Head of Economics Research Pefindo Fikri C Permana mengatakan, pasar obligasi Indonesia masih menjanjikan hingga awal tahun 2021 mendatang. Hal ini salah satunya ditopang oleh kebijakan pemangkasan suku bunga acuan yang kembali dilakukan Bank Indonesia beberapa pekan lalu.
Pemangkasan ini juga ditopang oleh kebijakan akomodatif dari bank sentral di dunia. Menurut Fikri, saat ini hampir seluruh bank sentral di dunia menerapkan kebijakan moneter yang ultra longgar.
Selain itu, tren stimulus fiskal yang dikucurkan oleh bank sentral serta negara-negara di dunia juga turut menguntungkan pasar obligasi Indonesia.
"Kebijakan ini akan meningkatkan likuiditas global sehingga aliran modal asing melalui obligasi kemungkinan akan ikut naik," katanya saat dihubungi Bisnis, Kamis (26/11/2020).
Fikri melanjutkan, tingkat imbal hasil obligasi negara-negara berkembang, termasuk Indonesia, masih lebih tinggi dibandingkan negara-negara maju. Sentimen ini akan membuat obligasi Indonesia semakin dilirik oleh investor asing.
Baca Juga
Sentimen risk on dari pelaku pasar global juga semakin diperkuat dengan terpilihnya Joe Biden sebagai presiden AS dan transisi kekuasaan di Negeri Paman Sam yang telah dimulai.
"Beberapa menteri yang mengisi kabinet Biden juga disambut positif oleh pasar karena kebanyakan mendukung stimulus fiskal untuk meningkatkan permintaan masyarakat AS. Dengan pemulihan ekonomi AS, maka perekonomian juga akan pulih lebih cepat," jelasnya.
Fikri menuturkan, spread atau selish antara yield surat berharga negara (SBN) Indonesia dengan US Treasury bertenor 10 tahun saat ini juga masih cukup menarik. Ia mengatakan, saat ini selisihntara SBN dan US Treasury adalah sebesar 550 basis poin. Celah ini lebih besar dibandingkan spread pada 2018 - 2019 lalu yang berada di level 450 hingga 550 basis poin.

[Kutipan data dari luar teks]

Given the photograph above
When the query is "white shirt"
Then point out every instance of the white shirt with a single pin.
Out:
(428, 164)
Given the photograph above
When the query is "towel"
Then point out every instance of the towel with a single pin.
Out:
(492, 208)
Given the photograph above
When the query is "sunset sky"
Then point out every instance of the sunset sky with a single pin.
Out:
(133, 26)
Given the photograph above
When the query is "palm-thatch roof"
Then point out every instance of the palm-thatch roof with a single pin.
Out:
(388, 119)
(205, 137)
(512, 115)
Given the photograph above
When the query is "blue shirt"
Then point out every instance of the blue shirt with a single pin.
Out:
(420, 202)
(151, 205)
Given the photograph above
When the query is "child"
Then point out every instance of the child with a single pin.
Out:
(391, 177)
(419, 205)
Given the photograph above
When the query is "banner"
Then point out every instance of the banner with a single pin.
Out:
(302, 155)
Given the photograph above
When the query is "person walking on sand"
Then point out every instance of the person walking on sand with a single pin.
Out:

"Ini menjadi daya tarik bagi investor asing untuk masuk ke pasar obligasi Indonesia. Apalagi, pergerakan nilai rupiah juga cenderung stabil," katanya.
Fikri memperkirakan, tingkat yield obligasi Indonesia hingga akhir tahun kemungkinan akan berada di kisaran 6 persen hingga 6,4 persen. Meski demikian, menurutnya potensi penurunan yield masih terbuka pada awal tahun mendatang seiring dengan kondisi perekonomian yang mulai pulih.
"Kalaupun suku bunga acuan BI tidak kembali turun tahun depan, ruang penurunan masih ada. Bila BI memutuskan untuk memangkas kembali suku bunga acuan, maka penurunan yield akan lebih cepat," katanya.